Europa League Frankfurt vorzeitig in der K.-o.-Runde

Zyprische Schmerzensmiene: Frankfurts Luka Jovic (Mitte) schießt an Limassols Dylan Ouedraogo vorbei aufs Tor.

(Foto: Angelos Tzortzinis/dpa)

Vierter Sieg im vierten Spiel: Eintracht Frankfurt setzt sich bei Apollon Limassol mit 3:2 Toren durch. Der Bundesligist dominiert das Geschehen, erst in der hektischen Schlussphase gelingt dem Klub aus Zypern etwas Ergebniskosmetik.

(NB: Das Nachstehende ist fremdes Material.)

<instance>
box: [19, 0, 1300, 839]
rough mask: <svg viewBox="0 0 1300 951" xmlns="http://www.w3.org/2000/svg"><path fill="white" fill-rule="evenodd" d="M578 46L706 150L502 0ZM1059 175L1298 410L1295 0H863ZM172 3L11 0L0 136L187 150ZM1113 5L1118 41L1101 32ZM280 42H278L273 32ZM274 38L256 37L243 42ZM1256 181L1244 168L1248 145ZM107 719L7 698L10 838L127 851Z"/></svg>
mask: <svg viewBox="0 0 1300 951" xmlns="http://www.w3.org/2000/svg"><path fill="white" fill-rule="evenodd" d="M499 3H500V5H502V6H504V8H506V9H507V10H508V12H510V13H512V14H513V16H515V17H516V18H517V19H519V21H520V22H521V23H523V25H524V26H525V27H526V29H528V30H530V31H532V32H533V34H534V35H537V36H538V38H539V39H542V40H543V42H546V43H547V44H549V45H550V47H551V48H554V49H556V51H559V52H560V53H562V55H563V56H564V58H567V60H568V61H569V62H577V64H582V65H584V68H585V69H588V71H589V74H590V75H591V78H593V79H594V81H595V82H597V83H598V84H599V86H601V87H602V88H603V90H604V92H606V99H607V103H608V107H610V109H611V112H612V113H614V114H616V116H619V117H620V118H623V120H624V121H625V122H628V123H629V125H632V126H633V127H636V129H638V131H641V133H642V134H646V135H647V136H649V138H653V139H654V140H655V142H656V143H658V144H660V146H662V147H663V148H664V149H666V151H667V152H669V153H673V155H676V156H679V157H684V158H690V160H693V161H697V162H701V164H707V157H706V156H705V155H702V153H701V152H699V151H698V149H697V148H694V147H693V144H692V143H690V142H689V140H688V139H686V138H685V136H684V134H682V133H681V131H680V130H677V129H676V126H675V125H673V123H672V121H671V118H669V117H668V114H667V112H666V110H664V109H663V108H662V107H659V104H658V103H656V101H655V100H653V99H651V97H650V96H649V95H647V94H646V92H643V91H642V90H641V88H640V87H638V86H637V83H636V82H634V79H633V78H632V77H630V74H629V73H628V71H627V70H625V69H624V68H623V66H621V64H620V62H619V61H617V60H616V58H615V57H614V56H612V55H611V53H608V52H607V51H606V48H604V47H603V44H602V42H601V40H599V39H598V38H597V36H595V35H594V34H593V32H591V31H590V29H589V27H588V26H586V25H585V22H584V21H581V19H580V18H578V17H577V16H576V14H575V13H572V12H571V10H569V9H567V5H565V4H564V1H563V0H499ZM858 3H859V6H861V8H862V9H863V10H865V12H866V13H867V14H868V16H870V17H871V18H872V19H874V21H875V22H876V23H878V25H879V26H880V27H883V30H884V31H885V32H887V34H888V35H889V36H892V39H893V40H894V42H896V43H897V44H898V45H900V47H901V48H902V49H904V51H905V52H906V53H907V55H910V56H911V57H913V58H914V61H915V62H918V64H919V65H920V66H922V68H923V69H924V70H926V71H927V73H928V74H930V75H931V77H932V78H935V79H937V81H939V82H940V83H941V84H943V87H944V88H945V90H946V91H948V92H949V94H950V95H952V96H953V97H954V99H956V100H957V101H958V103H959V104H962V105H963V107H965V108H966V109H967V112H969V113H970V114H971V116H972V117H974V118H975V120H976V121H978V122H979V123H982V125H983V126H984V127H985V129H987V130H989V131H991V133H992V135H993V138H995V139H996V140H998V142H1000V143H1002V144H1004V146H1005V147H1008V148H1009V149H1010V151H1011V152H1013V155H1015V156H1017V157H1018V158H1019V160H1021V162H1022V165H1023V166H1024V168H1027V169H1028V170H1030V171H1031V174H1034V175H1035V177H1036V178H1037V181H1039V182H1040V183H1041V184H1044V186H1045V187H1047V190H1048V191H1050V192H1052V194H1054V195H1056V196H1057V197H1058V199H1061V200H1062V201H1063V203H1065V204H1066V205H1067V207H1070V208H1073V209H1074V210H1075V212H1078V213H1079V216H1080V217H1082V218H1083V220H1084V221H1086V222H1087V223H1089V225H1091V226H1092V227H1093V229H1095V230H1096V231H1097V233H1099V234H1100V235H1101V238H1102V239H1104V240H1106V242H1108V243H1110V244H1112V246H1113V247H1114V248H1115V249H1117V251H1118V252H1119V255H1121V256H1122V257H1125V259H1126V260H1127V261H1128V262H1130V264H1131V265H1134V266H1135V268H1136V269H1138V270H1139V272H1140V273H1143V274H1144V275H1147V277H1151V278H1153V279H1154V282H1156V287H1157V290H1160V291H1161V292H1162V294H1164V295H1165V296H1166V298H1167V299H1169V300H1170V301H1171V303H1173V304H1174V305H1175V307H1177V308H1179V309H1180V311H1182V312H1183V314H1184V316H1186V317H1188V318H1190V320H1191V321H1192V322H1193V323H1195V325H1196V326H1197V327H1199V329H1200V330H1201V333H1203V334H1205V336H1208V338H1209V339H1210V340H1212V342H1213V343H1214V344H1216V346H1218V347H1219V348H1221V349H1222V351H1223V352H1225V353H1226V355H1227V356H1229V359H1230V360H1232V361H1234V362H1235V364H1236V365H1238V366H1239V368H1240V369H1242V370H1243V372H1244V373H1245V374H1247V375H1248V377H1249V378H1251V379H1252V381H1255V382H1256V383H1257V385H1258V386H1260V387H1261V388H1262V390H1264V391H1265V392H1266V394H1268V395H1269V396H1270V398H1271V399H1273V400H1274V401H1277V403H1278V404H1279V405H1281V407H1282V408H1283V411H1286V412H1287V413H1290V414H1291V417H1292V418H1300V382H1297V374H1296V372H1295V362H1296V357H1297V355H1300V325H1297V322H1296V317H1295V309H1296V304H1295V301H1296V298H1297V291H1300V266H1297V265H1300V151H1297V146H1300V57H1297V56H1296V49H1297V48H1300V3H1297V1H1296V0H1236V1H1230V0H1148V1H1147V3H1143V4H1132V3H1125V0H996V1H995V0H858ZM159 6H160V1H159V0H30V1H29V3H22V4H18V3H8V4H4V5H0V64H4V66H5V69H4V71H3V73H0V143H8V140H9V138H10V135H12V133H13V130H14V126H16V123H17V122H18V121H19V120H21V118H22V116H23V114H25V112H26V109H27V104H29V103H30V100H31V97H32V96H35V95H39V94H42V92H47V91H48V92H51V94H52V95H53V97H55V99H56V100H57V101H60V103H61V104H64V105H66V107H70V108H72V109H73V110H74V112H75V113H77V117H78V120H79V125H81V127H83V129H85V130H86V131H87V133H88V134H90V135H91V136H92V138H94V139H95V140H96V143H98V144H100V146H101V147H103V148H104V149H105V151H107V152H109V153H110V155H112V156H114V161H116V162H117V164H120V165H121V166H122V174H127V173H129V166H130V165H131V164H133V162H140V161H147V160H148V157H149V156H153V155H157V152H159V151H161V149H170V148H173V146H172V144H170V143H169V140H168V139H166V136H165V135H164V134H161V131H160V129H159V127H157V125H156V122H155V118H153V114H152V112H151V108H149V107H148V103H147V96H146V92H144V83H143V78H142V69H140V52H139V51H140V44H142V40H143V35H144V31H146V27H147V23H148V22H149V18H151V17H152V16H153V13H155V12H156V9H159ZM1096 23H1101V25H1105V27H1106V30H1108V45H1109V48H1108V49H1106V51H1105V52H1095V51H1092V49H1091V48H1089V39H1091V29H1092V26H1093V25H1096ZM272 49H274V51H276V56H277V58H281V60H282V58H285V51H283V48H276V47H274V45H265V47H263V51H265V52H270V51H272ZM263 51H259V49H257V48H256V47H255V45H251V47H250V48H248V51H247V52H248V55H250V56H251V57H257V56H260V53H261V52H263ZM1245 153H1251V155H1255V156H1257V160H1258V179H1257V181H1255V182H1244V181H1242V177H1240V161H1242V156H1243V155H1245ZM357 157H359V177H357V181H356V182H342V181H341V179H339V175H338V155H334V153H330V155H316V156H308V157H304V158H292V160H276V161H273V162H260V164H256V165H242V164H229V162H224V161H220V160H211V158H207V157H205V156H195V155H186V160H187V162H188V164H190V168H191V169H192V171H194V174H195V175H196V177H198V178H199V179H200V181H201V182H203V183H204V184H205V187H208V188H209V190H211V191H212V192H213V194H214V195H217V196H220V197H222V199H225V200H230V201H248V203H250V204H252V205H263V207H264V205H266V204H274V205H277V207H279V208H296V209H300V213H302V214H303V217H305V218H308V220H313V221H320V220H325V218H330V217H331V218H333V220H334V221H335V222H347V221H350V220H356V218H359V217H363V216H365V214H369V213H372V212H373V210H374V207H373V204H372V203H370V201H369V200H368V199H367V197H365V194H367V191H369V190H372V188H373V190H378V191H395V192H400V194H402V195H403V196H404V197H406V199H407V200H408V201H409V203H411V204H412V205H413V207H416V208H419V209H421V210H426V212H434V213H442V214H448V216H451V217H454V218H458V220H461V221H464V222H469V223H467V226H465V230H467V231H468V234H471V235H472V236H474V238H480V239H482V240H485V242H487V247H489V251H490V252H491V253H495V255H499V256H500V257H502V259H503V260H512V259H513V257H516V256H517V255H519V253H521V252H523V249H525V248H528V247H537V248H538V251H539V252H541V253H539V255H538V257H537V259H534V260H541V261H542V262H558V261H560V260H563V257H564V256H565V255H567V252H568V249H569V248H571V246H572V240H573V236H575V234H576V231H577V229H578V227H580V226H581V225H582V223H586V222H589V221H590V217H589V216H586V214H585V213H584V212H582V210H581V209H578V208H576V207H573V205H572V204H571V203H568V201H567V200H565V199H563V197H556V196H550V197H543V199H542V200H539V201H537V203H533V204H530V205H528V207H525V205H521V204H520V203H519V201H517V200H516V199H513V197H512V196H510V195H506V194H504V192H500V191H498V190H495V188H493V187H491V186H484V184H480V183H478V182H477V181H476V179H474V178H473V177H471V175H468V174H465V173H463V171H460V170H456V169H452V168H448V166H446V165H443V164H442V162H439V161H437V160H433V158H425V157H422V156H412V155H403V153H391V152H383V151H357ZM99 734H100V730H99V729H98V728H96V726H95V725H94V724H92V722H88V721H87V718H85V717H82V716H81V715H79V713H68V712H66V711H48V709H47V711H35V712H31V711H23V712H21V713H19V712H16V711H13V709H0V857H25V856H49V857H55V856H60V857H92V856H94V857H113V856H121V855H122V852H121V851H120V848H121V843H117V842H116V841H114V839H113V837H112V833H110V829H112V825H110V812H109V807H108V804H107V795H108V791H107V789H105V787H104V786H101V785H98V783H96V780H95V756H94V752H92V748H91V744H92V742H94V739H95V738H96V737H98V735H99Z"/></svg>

Fußball-Bundesligist Eintracht Frankfurt hat durch ein 3:2 (1:0) bei Apollon Limassol in Nikosia bereits zwei Spiele vor Schluss der Gruppenphase die K.-o.-Runde der Europa League erreicht. Die Hessen feierten den vierten Sieg im vierten Gruppenspiel. "Da muss man einfach sagen: Hut ab! Wir sind auf dem richtigen Weg", sagte Torwart Kevin Trapp. Luka Jovic erzielte die Führung für die Eintracht (17.), Sebastien Haller (55.) und Mijat Gacinovic (58.) legten nach. Emilio Zelaya (71., 90.+4/ Foulelfmeter) traf für Limassol, Frankfurts Marc Stendera hatte zwischendurch die gelb-rote Karte (81.) gesehen. Der Bundesligist begann wie im Hinspiel (2:0) mit einer kontrollierten Offensive. Nach etwa zehn Minuten verlagerte sich das Spielgeschehen fast komplett in die Hälfte der international zweitklassigen Zyprer. Stendera gab zunächst einen Warnschuss ab (15.), ehe Jovic sein zehntes Pflichtspieltor in dieser Saison erzielte. Die rund 5000 Frankfurter Fans im Stadion sorgten von Beginn an für eine Heimspiel-Atmosphäre. Für den Klub war dabei entscheidend, dass es offenbar friedlich blieb. "Wir sind unterm Brennglas", hatte Vorstandsmitglied Axel Hellmann gewarnt. Neuerliche Ausschreitungen würden die große Party in Rom gefährden: Am letzten Gruppenspieltag (13. Dezember) werden wahrscheinlich 15 000 Frankfurter nach Italien reisen - der Klub hofft, noch mehr als die bislang 5800 Gästetickets zu bekommen. Damit das Spiel in Rom sportlich zur Nebensache wird, verzichtete Eintracht-Trainer Adi Hütter auf Zypern auf eine größere Rotation. Dennoch dominierte seine Elf das Geschehen, erst in der hektischen Schlussphase kamen die Gastgeber noch heran.